Was tischen Sie üblicherweise auf, wenn jemand sich bei Ihnen privat daheim zum Essen anmeldet?
Wenn ich Besuch bekomme, koche ich meine Herzensküche. Und das wären dann auf jeden Fall Pasta oder Dinge, die ich liebe, die 100 Prozent aus meinem kulinarischen Gedankengut kommen. Wenn Sie mit Liebe und Seele kochen, schmeckt es immer am besten.
Frank Rosin kam 1966 im nordrhein-westfälischen Dorsten zur Welt, sein Vater war Großhändler für Gastronomiebedarf, seine Mutter hatte eine Imbissbude.
Er absolvierte eine Kochlehre in Gelsenkirchen, arbeitete unter anderem als Koch auf einem Luxus-Segelschiff und eröffnete 1991 das Gourmetrestaurant „Rosin“, das einen Stern im Gastroführer „Guide Michelin“ hat.
Schon früh trat Rosin im Fernsehen als Koch auf, unter anderem in der ZDF-Sendung „Topfgeldjäger“. Mit seiner Coachingsendung „Rosins Restaurants“ hat er sich einen Ruf als harter Hund erworben, außerdem ist Rosin Juror in „The Taste“.
Der Sternekoch hat drei Kinder und ist geschieden, er lebt in seiner Heimatstadt Dorsten.
Was würden Sie zubereiten, wenn Sie einen anderen Profikoch-Kollegen mit einem Gericht so richtig beeindrucken wollten? Kann man Profis überhaupt mit etwas beeindrucken?
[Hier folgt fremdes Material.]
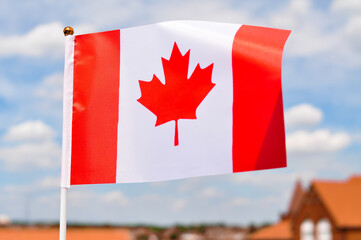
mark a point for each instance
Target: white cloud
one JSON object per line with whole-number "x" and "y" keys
{"x": 38, "y": 185}
{"x": 31, "y": 145}
{"x": 30, "y": 131}
{"x": 51, "y": 88}
{"x": 178, "y": 205}
{"x": 7, "y": 90}
{"x": 116, "y": 197}
{"x": 319, "y": 141}
{"x": 303, "y": 115}
{"x": 45, "y": 39}
{"x": 348, "y": 6}
{"x": 210, "y": 192}
{"x": 31, "y": 155}
{"x": 240, "y": 201}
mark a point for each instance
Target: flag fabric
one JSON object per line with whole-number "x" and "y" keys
{"x": 172, "y": 100}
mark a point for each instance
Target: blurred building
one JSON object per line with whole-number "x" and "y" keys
{"x": 328, "y": 210}
{"x": 4, "y": 220}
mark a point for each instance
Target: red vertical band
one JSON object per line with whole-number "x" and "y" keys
{"x": 95, "y": 108}
{"x": 258, "y": 125}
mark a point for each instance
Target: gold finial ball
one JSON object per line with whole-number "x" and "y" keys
{"x": 68, "y": 31}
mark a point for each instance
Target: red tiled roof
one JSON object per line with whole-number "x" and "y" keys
{"x": 342, "y": 199}
{"x": 279, "y": 231}
{"x": 296, "y": 197}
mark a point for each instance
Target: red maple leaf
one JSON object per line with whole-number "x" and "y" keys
{"x": 179, "y": 97}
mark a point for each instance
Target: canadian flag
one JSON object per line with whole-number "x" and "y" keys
{"x": 172, "y": 100}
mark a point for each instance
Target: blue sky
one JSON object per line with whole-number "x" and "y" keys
{"x": 321, "y": 84}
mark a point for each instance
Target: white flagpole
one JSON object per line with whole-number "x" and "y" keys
{"x": 62, "y": 228}
{"x": 63, "y": 190}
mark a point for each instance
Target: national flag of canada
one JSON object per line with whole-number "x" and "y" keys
{"x": 172, "y": 100}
Doch, Profis haben zwar einen professionellen Ansatz beim Blick aufs Kochen, aber auch einen Seelen-Ansatz, und da sind sie alle gleich: Mit der Mutterküche und der Großmutterküche kann man jeden beeindrucken, und ich würde es mit Königsberger Klopsen machen.
Aber die sind doch gar nicht so schwer in der Zubereitung?
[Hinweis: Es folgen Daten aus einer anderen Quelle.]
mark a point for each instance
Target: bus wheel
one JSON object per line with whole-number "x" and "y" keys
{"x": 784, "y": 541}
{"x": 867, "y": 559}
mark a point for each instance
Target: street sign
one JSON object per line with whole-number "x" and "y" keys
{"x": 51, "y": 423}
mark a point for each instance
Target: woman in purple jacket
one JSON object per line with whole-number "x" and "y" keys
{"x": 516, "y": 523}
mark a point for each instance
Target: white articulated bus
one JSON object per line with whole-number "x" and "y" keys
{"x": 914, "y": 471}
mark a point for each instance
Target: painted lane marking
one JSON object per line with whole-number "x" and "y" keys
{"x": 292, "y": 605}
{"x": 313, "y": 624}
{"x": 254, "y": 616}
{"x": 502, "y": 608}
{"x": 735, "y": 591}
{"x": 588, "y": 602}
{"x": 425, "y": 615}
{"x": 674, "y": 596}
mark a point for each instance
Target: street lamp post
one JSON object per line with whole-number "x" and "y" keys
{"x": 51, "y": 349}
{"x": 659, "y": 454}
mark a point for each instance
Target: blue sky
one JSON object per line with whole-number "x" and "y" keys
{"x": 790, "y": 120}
Aber zu allem gehört ein Rezept und ein gelebtes Wissen, wie es zu schmecken hat. Ich versuche immer noch herauszufinden, wie meine Großmutter Königsberger Klopse gemacht hat, aber den Geschmack kriege ich einfach nicht hin. Sie hat es mit so wenig gemacht, denn damals hatte man ja nix. Aber sie hat Seele und Liebe reingesteckt, und das hat es ausgemacht.
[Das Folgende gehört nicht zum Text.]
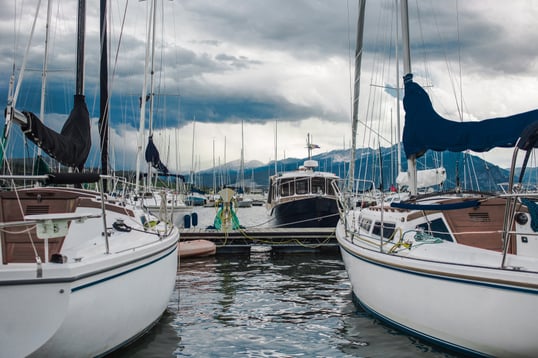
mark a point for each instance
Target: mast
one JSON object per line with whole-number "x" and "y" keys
{"x": 103, "y": 74}
{"x": 143, "y": 96}
{"x": 242, "y": 163}
{"x": 81, "y": 31}
{"x": 411, "y": 161}
{"x": 398, "y": 129}
{"x": 356, "y": 90}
Wie unterscheidet sich das Kochen vor der Kamera vom Kochen im Restaurant oder daheim?
Es unterscheidet sich überhaupt nicht.

© Weber/Seven.One
Frank Rosin, Jana Ina Zarrella und Alexander Herrmann sorgen nicht nur für Geschmack, sondern auch für gute Unterhaltung.
Die Hitze der Scheinwerfer und Fettschwaden beim Frittieren, die sich auf der Kameralinse absetzen, macht das gar nichts aus?
Wissen Sie, man gibt in einer Kochsendung Tipps und Tricks, versucht die Menschen wie in einem Kochkurs beratend und authentisch zu animieren. Es geht um die Message, ums Wesentliche. Ein Kochrezept ist immer auch eine Anleitung, die Kreativität, den eigenen Geschmack in Wallung zu bringen und seine eigene Idee zu kreieren. Eine Rezeptur sollte dazu anregen, sich selbst in etwas zu verlieren und das daraus zu machen, was einem für sich am besten gefällt.
Die Gastronomie in Deutschland ist in der Krise, jeder zehnte Betrieb gab 2023 auf. Warum ist das so?
Ich kann diese Zahlen nicht kommentieren, weil ich diese Statistiken nicht kenne. Aber wenn das wirklich so ist, dann hat das auch mit der Unfähigkeit vieler Gastronomen zu tun, richtig zu kalkulieren, wir erleben das in meiner Sendung „Rosins Restaurants“ regelmäßig. Die schreiben einfach die Preise von der Konkurrenz ab und verlangen zehn Euro für eine Pizza, weil das andere Restaurant das auch macht. (wil)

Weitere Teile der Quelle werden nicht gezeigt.